The guiding principle of this Article's thesis is that the judiciary, as well as other opponents of the mass tort class action, has an unnecessarily "proceduralist" perspective on the class action tool, with an inordinate fear of the "mass" side of the equation. That fear stems from the proceduralist's concern with the traditional right to individualized, case-by-case adjudication and the judicial system's perceived need to maintain and insure its integrity only through that traditional adversary system. This Article proposes that the proper definition of the mass tort class action requires a greater focus on the "tort" side of the "mass tort" equation. The proceduralist view is concerned with the generic effect of a particular procedure on the fairness and efficiency of the judicial system, not with its effect on the underlying substantive rule in issue. Torts theorists, on the other hand, focus on the effect of application of the rule in issue on behavioral, cultural, political, societal, and other goals on which the rule is founded. At bottom, the procedure enables the substance; it gives purpose and promise to the goals the substance seeks to accomplish. To enable the goals of the tort responsibility rules to operate in the context of the mass produced harms of the Twentieth and Twenty-First Centuries, the class action, or some reform of the adversary system as it is currently constituted, must be available.

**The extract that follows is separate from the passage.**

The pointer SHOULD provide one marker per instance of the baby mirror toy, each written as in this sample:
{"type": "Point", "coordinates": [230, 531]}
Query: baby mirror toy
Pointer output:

Rule 23 of the Federal Rules of Civil Procedure, permitting class actions, forms the basis for this Article's analysis of the mass tort class action. This Article focuses on litigation and not settlement classes because tort responsibility rules are likely to be fully evaluated in public litigation and not through private settlement. Even though a significant number of civil actions are settled, situations often exist where settlement only comes after determinations by the judicial system of responsibility-the asbestos and Dalkon Shield litigation history speaks loudly on this point. The resolution of liability by virtue of the limited issue class, as attempted in Castano v. The American Tobacco Company and In re Rhone-Poulenc Rorer, Inc., is, therefore, an important component of effectuating tort responsibility values. Defendants often fear litigation class actions precisely because the extent of the harm caused by the allegedly tortious conduct is so great. When one institutional defendant is opposed by one individual claimant, the extent of the defendant's failed responsibility can be masked in many ways-behind the victim's own contributory fault or lack of causation or the fact-quagmire of proximate cause. When an entire industry is opposed by substantially all those harmed by the defendants' failure of responsibility, that industry cannot so easily hide its irresponsibility behind individual causation and defenses that shift the focus from the defendants' irresponsibility. Defendants might be expected to staunchly oppose class actions on liability—the individualized adjudication model provides them with as many chances to escape responsibility as there are victims.
This Article proceeds, then, to advance the use of the litigation class action. Part I describes the goals of the device and provides a historical background on the use and underuse of class actions in mass torts cases. Then, Part II explores the recent court of appeals and trial court cases dealing with class certification in mass tort cases and identifies the rationales given for those holdings, both for and against certification, though most of those cases are against certification. Part III responds to the criticisms of mass tort class actions and identifies and explains the important reasons that support class action certification in the mass tort context. This Part argues that the appropriate use of the mass tort class action is consistent both with the goals of judicial system integrity and fairness to litigants-goals so often identified as reasons to deny class action certification. Part IV explains why the goals of tort law can be effectively pursued in mass tort cases through judicial aggregation methods like the class action. Further, in response to the proceduralists concern about judicial integrity, Part V explores some basic tenets of the concept of judicial integrity and concludes that any loss of judicial integrity resulting from mass tort class actions comes not from the use of the class action method, but rather, from the unreasonable and unnecessary rejection of the class action method resulting from an overly aggressive commitment to the individualized litigation model. Part V proposes the increased use of the limited issue class action as a way to balance the substantive tort and procedural integrity concerns.